A Look Ahead from `Oasis of Optimism'
Last week's Online News Association convention in San Francisco (see post below) was "an oasis of optimism," reports Jacqui Banaszynski, a long-time journalist and currently the Knight Chair in Editing at the University of Missouri School of Journalism.
The crowd gazing at the relatively near horizon identified a variety of "Web 3.0" tools and trends that seem to hold enormous promise for journalists. Banaszynski summarizes a few of them:
* GoogleWave, which observers think could be the next ... well, Google. ChicagoTalks.org publisher Barbara Iverson says Google’s soon-to-be-released real-time sharing tool is "the latest blockbuster in the communications journey that has taken us from phone to Napster to Facebook to Twitter," Banaszynski reports. "It will apparently make the hiccup of time spent waiting on Twitter or IMs seem limiting."

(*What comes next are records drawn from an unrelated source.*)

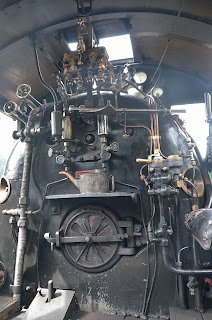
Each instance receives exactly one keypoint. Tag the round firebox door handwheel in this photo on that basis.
(93, 224)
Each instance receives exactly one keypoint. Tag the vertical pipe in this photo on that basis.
(199, 299)
(22, 222)
(180, 280)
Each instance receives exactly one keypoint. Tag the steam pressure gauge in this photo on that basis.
(157, 92)
(140, 77)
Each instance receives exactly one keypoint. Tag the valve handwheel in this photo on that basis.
(92, 256)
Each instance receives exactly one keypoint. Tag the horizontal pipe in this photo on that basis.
(178, 270)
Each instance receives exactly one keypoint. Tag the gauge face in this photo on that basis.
(10, 107)
(157, 92)
(140, 77)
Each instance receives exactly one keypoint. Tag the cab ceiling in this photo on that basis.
(185, 72)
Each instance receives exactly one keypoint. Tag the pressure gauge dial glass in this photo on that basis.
(157, 92)
(140, 77)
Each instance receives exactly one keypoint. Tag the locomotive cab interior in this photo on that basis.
(105, 196)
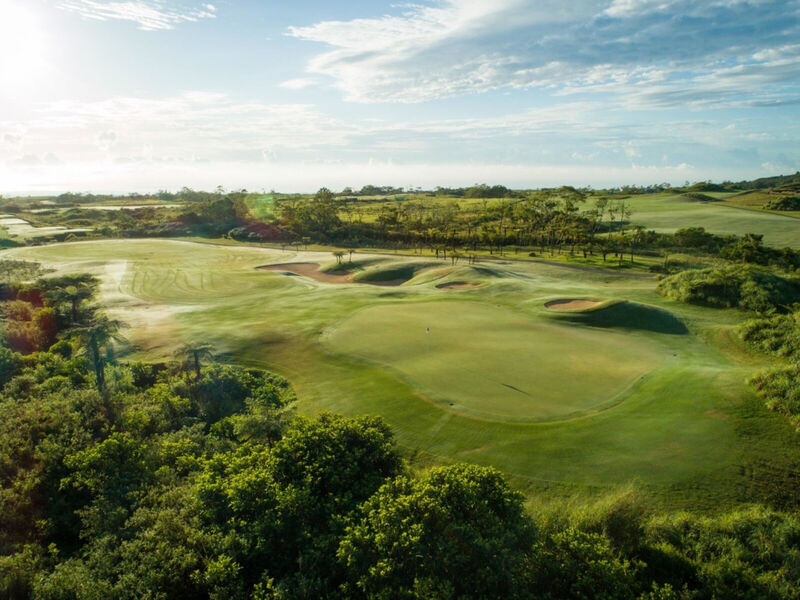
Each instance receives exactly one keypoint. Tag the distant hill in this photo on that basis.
(787, 182)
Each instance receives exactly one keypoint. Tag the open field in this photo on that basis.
(667, 212)
(641, 390)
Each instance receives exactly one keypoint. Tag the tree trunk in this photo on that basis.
(99, 367)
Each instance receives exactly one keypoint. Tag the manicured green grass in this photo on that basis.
(494, 363)
(668, 212)
(677, 418)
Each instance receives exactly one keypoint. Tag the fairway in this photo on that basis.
(494, 363)
(668, 212)
(644, 390)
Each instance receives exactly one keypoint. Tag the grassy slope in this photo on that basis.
(668, 212)
(690, 432)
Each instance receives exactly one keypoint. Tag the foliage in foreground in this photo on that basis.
(743, 286)
(778, 335)
(780, 388)
(166, 485)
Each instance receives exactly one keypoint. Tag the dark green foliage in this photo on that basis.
(580, 565)
(780, 388)
(286, 508)
(778, 334)
(745, 287)
(750, 554)
(458, 532)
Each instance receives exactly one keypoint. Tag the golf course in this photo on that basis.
(568, 380)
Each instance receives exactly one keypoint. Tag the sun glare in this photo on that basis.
(22, 44)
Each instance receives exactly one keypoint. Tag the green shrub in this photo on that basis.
(747, 287)
(780, 389)
(778, 335)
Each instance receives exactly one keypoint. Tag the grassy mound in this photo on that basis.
(394, 273)
(627, 315)
(347, 266)
(698, 197)
(494, 363)
(746, 287)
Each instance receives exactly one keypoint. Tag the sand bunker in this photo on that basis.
(312, 270)
(458, 285)
(571, 304)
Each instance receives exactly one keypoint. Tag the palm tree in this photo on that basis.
(194, 353)
(71, 290)
(96, 336)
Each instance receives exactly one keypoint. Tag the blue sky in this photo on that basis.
(137, 95)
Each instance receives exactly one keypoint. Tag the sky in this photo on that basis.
(141, 95)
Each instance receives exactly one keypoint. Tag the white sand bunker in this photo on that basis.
(571, 304)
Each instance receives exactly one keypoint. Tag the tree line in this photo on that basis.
(192, 479)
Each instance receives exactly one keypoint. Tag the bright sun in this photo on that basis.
(22, 44)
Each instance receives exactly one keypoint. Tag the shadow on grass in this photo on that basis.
(628, 315)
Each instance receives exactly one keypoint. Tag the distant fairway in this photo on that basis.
(494, 363)
(658, 387)
(668, 212)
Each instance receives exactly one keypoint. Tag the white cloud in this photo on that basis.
(458, 47)
(299, 83)
(149, 15)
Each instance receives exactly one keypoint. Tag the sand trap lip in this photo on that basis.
(311, 270)
(458, 285)
(571, 304)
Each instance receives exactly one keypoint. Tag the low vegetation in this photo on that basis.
(746, 287)
(180, 472)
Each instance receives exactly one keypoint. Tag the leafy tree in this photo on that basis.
(70, 291)
(95, 337)
(193, 355)
(458, 532)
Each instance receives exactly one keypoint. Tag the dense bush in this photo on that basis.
(778, 334)
(746, 287)
(780, 388)
(784, 203)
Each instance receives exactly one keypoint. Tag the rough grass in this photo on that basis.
(668, 212)
(690, 434)
(494, 363)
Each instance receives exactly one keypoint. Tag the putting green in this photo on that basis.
(494, 363)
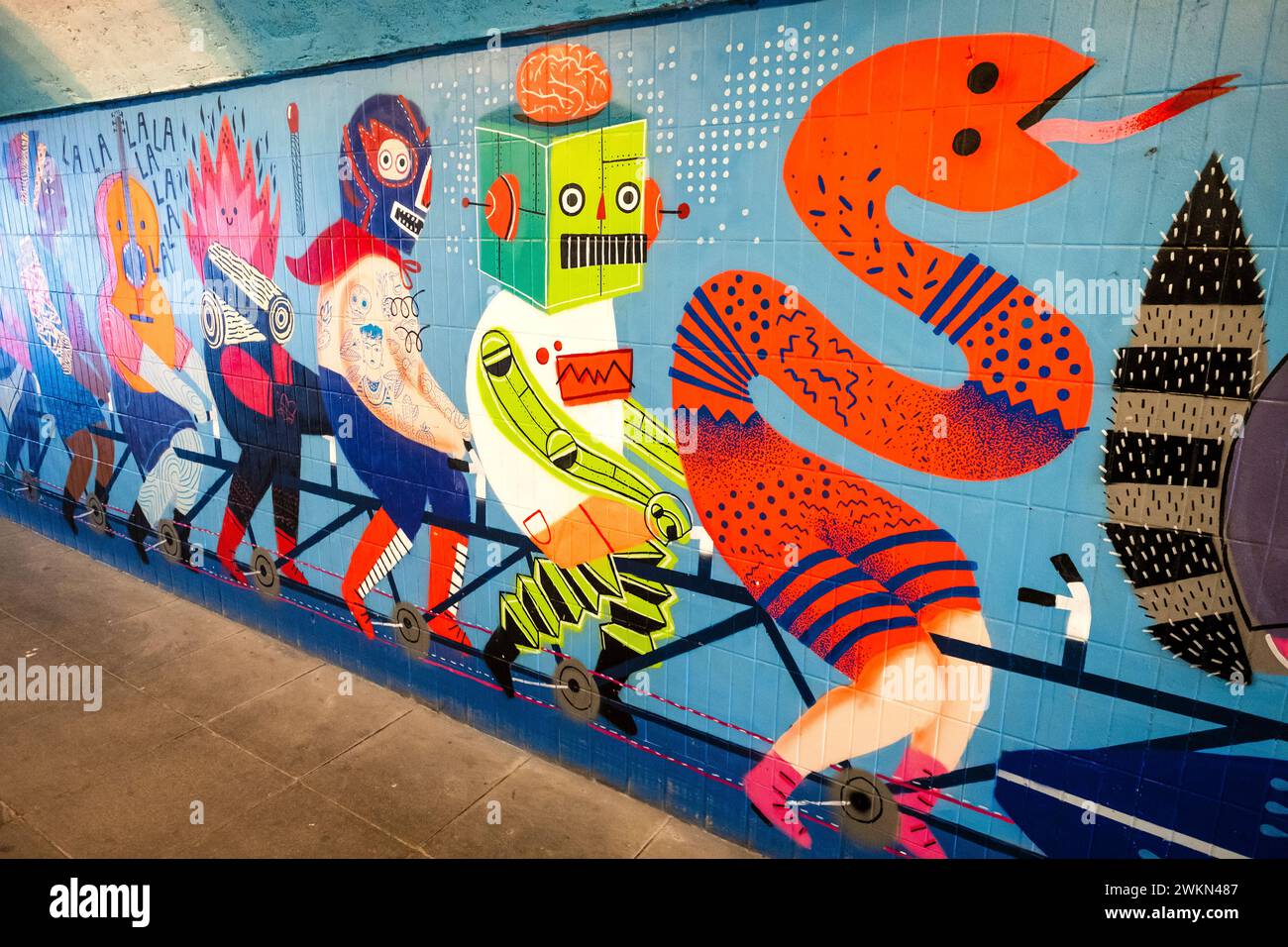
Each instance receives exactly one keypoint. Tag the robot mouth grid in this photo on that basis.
(578, 250)
(407, 219)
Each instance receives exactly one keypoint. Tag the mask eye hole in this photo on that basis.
(572, 198)
(966, 142)
(394, 161)
(982, 78)
(627, 197)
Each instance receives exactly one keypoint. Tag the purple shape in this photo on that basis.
(1256, 509)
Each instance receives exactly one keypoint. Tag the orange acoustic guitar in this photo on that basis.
(130, 237)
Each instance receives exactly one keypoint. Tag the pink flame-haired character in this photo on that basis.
(268, 401)
(226, 208)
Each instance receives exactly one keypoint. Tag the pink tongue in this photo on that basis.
(1102, 132)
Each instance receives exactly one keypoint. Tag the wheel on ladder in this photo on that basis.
(411, 628)
(170, 545)
(263, 573)
(97, 517)
(868, 814)
(576, 689)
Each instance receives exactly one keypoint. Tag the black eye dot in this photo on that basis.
(966, 142)
(982, 77)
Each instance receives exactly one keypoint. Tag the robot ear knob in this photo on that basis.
(500, 206)
(653, 210)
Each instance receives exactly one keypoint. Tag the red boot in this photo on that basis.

* Facebook Connect is seen as a powerful tool for building online communities around a product or message. It will let people log in to a website directly through their Facebook accounts. Those users will then have real identities, which the optimists say should boost transparency, accountability and even civility.
* Twitter, "already the stud of the online world, is taking steroids," Banaszynski says. Co-founder Evan Williams mentioned three specifics: Twitter lists to let you more easily aggregate and organize the Twitterverse, as well as send group messages; location information embedded into every tweet; and a still-in-the-works “reputation system” designed to make tweets more transparent and verifiable.
Other predictions include more video, less podcasting -- and a surge in online initiatives by and for women.